Maintenant, que des historiens se défendent de n'être utilisés qu’à des fins politiques ou idéologiques, je pense qu’ils expriment là quelque chose de fondamental pour le respect de leur discipline.
Enfin, concernant les lois mémorielles.
Interdire à la bêtise et à l'ignorance de s’exprimer, c’est aussi prendre le risque que trop contraintes et tues, elles ne soient jamais contestées ni contredites.
C’est aussi, très sûrement, de cette façon que les poisons, confortés, profilèrent dans les esprits et dans les cœurs.

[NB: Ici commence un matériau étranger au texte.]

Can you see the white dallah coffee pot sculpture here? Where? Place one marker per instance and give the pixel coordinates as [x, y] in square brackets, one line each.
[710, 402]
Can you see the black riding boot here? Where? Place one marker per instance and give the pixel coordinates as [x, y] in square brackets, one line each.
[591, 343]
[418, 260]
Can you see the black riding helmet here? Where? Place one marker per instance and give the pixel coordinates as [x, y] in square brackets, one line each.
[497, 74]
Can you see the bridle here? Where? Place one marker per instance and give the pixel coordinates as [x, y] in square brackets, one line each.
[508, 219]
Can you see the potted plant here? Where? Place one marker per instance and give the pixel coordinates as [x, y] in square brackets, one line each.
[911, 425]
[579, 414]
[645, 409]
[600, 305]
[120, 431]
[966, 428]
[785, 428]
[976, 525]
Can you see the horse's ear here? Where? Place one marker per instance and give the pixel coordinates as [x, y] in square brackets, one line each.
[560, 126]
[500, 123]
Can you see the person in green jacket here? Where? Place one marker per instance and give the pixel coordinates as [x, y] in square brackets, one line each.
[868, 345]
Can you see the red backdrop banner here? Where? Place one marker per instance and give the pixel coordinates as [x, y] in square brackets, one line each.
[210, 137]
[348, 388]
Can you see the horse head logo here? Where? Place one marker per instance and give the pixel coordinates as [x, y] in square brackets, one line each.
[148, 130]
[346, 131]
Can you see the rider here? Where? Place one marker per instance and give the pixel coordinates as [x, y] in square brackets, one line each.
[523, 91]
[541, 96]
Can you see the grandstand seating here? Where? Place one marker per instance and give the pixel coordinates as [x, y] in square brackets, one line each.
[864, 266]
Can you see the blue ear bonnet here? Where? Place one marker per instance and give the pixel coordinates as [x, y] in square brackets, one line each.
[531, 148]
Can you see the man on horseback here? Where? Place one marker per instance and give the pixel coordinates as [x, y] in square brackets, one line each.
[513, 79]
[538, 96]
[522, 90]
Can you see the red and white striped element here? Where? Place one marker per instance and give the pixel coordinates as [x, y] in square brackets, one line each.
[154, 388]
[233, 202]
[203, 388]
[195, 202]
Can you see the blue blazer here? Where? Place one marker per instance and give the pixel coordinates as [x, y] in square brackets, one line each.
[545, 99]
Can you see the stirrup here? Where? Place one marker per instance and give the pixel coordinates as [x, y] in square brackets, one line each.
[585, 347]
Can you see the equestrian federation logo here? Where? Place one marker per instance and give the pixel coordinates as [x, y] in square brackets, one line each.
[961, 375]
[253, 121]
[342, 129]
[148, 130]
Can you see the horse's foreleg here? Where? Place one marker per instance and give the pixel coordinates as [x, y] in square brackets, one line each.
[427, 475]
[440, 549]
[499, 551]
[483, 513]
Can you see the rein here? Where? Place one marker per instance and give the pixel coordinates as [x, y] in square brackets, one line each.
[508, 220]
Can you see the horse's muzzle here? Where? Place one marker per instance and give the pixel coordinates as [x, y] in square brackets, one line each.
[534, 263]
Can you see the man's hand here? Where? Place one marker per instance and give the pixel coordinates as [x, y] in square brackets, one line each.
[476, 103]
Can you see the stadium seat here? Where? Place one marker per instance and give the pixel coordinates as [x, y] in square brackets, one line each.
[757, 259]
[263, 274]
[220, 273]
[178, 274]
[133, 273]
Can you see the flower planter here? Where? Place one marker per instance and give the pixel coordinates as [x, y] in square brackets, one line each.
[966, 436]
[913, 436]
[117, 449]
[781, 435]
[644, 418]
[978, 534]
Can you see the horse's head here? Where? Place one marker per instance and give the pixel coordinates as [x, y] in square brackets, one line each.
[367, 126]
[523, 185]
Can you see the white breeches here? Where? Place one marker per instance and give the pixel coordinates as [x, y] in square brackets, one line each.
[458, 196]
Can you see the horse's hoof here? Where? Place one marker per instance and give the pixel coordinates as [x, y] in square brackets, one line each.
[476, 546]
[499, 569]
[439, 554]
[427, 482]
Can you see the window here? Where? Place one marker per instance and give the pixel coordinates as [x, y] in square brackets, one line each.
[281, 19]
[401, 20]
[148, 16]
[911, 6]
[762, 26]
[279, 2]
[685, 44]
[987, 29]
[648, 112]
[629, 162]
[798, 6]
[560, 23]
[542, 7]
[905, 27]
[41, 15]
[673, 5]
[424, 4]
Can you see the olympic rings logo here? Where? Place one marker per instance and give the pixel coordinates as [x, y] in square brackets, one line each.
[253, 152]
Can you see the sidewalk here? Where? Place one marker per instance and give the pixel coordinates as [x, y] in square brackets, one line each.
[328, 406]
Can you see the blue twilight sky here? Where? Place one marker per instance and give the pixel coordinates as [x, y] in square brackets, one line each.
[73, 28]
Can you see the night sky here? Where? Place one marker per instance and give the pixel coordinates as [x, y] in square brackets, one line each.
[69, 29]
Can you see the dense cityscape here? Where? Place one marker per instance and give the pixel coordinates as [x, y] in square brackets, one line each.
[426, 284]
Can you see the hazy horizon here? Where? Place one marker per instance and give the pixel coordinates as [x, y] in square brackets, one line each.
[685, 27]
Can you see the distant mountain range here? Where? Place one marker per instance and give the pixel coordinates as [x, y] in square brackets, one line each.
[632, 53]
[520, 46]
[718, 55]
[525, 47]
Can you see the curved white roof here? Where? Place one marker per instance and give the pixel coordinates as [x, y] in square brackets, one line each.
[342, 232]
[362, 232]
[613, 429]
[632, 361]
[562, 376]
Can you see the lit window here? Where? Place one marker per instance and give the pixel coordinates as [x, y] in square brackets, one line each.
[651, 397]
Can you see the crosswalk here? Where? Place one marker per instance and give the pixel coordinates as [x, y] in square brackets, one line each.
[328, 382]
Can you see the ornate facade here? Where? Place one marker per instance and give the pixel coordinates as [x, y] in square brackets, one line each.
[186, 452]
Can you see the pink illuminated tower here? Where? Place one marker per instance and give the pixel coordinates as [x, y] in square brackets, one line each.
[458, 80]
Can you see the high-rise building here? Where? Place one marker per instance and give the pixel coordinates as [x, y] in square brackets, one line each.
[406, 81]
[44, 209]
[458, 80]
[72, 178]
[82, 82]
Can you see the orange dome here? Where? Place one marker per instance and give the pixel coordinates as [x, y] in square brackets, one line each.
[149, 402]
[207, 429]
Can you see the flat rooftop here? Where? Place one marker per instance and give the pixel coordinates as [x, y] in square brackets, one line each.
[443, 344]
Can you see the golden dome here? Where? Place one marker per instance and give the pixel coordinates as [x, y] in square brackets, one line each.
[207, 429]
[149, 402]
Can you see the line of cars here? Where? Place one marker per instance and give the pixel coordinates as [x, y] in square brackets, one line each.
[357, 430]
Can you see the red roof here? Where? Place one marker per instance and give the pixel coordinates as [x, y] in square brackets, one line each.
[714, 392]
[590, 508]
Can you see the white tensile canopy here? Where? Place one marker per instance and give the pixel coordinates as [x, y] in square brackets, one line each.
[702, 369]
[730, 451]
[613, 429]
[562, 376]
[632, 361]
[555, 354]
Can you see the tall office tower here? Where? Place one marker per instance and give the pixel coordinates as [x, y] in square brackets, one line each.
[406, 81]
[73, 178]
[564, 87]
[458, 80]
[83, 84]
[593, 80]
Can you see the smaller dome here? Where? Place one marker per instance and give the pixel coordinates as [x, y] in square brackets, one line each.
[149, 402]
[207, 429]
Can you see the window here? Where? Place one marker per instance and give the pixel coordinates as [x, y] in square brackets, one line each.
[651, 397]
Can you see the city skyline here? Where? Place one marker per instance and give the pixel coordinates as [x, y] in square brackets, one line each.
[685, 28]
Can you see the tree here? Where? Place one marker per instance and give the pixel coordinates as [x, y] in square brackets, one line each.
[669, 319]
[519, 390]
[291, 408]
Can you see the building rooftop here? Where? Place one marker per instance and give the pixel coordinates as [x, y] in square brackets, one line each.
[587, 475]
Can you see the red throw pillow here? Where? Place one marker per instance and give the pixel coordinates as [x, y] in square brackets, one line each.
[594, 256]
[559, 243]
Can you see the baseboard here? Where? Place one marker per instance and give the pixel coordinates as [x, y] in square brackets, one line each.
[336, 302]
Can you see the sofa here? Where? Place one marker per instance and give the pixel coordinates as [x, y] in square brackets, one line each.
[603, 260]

Rédigé par : Véronique | 17 février 2008 à 13:05
@francis
« Quelle mémoire ressent un gamin de 10 ans devant la mort ? » demandez-vous.
En voici deux exemples :
« Et la charrette se mit à hurler sa roue, les morts à hurler leur mort, les vivants leur vie et l’Enfant se bouche les oreilles pour ne plus entendre.
Légère, semblant glisser sur l’immatériel de l’air du matin, elle s’enfonça dans l’énorme disque du soleil levant. Alors chaque mort s’entoura d’une auréole lumineuse que les tours de roue grandissaient en cercles concentriques se coupant et recoupant telles les rides provoquées par un jet à la surface calme de l’étang.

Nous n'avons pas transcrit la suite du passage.